Cette transformation ne se limite pas à l’aspect visuel. Lee engage tous nos sens dans l’expérience de ses œuvres. L’odeur subtile du charbon, la texture des surfaces travaillées, le jeu des ombres et des reflets, tout contribue à créer une expérience immersive qui dépasse largement le cadre traditionnel de la contemplation artistique. Ses installations deviennent des espaces de méditation active où le temps semble se suspendre.
La dimension écologique de son travail ne peut être ignorée, bien qu’elle ne soit jamais didactique. À l’heure où la question environnementale devient omniprésente, sa pratique nous rappelle notre relation fondamentale avec les matériaux naturels. Le charbon, dans son travail, n’est pas un simple matériau à exploiter mais un partenaire avec lequel dialoguer. Cette approche fait écho aux réflexions contemporaines sur l’anthropocène et notre responsabilité envers la matière.
L’atelier de Lee à Cheongdo devient ainsi plus qu’un simple lieu de production artistique. C’est un laboratoire où se joue une alchimie contemporaine, où la matière et le temps fusionnent pour créer des œuvres qui défient nos catégories habituelles. Le four traditionnel où il produit son charbon n’est pas qu’un outil technique, c’est un creuset où se forge une nouvelle conception de l’art.
Alors que le monde de l’art est souvent dominé par l’effet spectaculaire et l’innovation à tout prix, Lee nous rappelle que la véritable originalité peut résider dans l’approfondissement patient d’une relation avec un matériau. Son travail est une leçon de persévérance et d’humilité, une démonstration que la répétition n’est pas nécessairement répétitive mais peut être le chemin vers une constante réinvention.

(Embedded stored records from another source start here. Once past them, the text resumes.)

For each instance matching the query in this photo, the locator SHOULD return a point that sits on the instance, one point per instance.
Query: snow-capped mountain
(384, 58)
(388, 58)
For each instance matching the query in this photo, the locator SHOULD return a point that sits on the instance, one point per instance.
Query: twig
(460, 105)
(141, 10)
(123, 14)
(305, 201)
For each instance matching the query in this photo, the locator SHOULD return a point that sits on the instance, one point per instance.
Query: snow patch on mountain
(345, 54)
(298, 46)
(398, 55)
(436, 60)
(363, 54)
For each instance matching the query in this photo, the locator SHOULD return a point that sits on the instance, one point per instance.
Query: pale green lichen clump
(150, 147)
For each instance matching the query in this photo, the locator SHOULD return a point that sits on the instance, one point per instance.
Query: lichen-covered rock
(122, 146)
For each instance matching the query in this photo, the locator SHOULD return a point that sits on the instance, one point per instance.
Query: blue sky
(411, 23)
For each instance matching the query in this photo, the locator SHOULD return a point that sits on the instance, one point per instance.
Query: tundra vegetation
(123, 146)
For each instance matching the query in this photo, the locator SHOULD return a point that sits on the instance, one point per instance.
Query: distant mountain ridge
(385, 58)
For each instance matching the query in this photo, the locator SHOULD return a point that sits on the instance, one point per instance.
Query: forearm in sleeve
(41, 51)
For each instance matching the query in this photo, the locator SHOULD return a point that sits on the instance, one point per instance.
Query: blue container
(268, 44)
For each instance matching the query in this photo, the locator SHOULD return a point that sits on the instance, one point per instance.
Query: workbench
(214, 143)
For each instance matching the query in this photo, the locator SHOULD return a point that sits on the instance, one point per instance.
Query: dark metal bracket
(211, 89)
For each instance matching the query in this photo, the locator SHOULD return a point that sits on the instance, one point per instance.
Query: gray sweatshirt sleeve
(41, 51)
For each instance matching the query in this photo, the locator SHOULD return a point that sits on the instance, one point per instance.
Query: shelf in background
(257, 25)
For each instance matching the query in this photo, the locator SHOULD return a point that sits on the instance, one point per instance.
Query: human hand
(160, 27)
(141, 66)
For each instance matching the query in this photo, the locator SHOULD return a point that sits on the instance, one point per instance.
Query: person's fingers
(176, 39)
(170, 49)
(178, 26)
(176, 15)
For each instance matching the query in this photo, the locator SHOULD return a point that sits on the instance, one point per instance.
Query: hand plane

En définitive, l’œuvre de Lee Bae nous confronte à une question fondamentale : comment habiter le temps à l’ère de l’accélération généralisée ? Sa réponse, incarnée dans le charbon, est une invitation à la lenteur et à la contemplation. Dans ses mains, le plus humble des matériaux devient un miroir où se reflètent nos questionnements les plus profonds sur la nature du temps, de l’espace et de notre place dans l’univers. C’est un art qui ne cherche pas à éblouir mais à illuminer, non pas à divertir mais à transformer notre perception du monde. En cela, Lee Bae s’affirme comme l’un des artistes les plus essentiels de notre époque, un maître qui a su faire du charbon non pas une fin en soi, mais un moyen d’explorer les mystères les plus profonds de l’existence.